RIGHT: Photograph taken backstage by Historic Wintersburg author, Mary Adams Urashima, while waiting to be introduced by David Ono (at left). Ernie Nishii (at right) remarked on his family's personal connection to Tuna Canyon. (Photo, M. Urashima, August 29, 2015) © All rights reserved.

   Like other Japanese Americans, Charles Furuta was never found to have committed any act against the United States.  The majority of those incarcerated were American cititzens and had known no other country. The Issei--like Charles Furuta, who had arrived in 1900--were prevented citizenship, but had put down roots in America, established businesses, raised children.

   Charles Furuta was identified first due to his ancestry, then as a possible leader by the FBI due to his land ownership, his activity with the Wintersburg Japanese Church, and his civic involvement with the Smeltzer Japanese Association, which met in Wintersburg Village above the Tashima Market. A 1912 photograph shows Charles Furuta with a group of Huntington Beach mayors and other local leaders, at a meeting to raise funds to rebuild the Huntington Beach pier. The very actions he had taken over the prior four decades to become American worked against him in 1942.

   Yukiko Furuta recalled that Reverend Sohei Kowta was interrogated by the FBI at the Wintersburg Japanese Church (also one of the six structures remaining at Historic Wintersburg), but managed to delay his removal so he could accompany his congregation.

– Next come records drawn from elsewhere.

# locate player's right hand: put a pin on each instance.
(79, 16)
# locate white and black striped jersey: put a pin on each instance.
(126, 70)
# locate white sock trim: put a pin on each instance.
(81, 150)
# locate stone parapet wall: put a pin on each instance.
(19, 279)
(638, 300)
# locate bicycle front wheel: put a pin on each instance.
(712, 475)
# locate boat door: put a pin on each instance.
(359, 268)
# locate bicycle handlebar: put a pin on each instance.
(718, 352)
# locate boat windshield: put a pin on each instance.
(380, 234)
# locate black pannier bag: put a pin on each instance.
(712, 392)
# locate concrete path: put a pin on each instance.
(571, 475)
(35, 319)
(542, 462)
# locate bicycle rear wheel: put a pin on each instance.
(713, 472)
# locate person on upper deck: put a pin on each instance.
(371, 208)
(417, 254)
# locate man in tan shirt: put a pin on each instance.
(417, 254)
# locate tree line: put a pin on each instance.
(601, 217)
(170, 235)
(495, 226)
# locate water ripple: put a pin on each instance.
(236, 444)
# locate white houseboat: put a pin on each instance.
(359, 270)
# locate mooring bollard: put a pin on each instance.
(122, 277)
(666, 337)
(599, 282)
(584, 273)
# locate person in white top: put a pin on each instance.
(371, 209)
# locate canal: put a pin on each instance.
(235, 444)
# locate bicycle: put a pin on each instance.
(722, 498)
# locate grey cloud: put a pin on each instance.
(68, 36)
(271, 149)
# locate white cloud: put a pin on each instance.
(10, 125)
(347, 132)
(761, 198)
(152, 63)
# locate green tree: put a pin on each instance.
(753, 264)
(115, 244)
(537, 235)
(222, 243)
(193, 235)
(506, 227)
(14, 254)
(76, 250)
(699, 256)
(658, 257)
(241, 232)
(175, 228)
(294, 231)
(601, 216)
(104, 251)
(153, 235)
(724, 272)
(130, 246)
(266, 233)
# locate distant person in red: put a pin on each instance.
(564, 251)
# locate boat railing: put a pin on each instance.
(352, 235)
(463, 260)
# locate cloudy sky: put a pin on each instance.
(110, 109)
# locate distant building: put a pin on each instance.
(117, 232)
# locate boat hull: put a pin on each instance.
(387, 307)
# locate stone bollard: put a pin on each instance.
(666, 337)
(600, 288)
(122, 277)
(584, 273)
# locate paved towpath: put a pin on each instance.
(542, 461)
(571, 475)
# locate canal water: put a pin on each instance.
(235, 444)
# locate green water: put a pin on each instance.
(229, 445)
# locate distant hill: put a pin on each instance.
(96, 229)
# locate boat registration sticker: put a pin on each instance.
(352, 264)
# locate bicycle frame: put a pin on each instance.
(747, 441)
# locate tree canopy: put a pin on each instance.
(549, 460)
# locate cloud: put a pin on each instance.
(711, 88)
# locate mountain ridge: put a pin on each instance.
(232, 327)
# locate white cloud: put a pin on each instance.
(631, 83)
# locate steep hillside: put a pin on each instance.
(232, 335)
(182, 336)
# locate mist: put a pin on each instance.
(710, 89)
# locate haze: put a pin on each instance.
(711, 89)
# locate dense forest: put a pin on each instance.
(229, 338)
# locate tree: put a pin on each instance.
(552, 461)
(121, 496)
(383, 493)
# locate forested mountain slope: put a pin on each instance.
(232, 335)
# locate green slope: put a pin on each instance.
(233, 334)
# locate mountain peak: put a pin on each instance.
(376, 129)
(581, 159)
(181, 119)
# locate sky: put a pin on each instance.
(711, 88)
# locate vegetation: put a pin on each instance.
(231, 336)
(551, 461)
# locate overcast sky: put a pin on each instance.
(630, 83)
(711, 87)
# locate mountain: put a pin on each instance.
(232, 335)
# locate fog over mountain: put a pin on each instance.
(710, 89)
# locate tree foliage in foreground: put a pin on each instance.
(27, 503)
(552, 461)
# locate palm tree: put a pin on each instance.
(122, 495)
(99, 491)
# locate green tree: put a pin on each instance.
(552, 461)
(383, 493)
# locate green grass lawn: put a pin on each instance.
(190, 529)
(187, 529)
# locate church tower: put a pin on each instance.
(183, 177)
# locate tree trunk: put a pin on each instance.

   "The FBI came to the church to take Reverend Kowta, but then the minister said that all the husbands had been taken and the wives were having trouble. If he would be taken, no one would take care of them," said Yukiko in 1982. "So the FBI agent called the office and talked to the people at the office. Then they decided not to take him. So he could stay in the Japanese community."

VIDEO: The Thousand Cranes dance by Nancy Hayata, accompanied by June Kuramoto of Hiroshima. Nancy Hayata is holding orizuru, origami crane, a symbol of peace and related to the real-life story of Sadako, an atomic bomb survivor (known as hibakusha). A poem about Sadako has her saying, "I shall write peace upon your wings, and you shall fly around the world..." (Video, M. Urashima, August 29, 2015) © All rights reserved.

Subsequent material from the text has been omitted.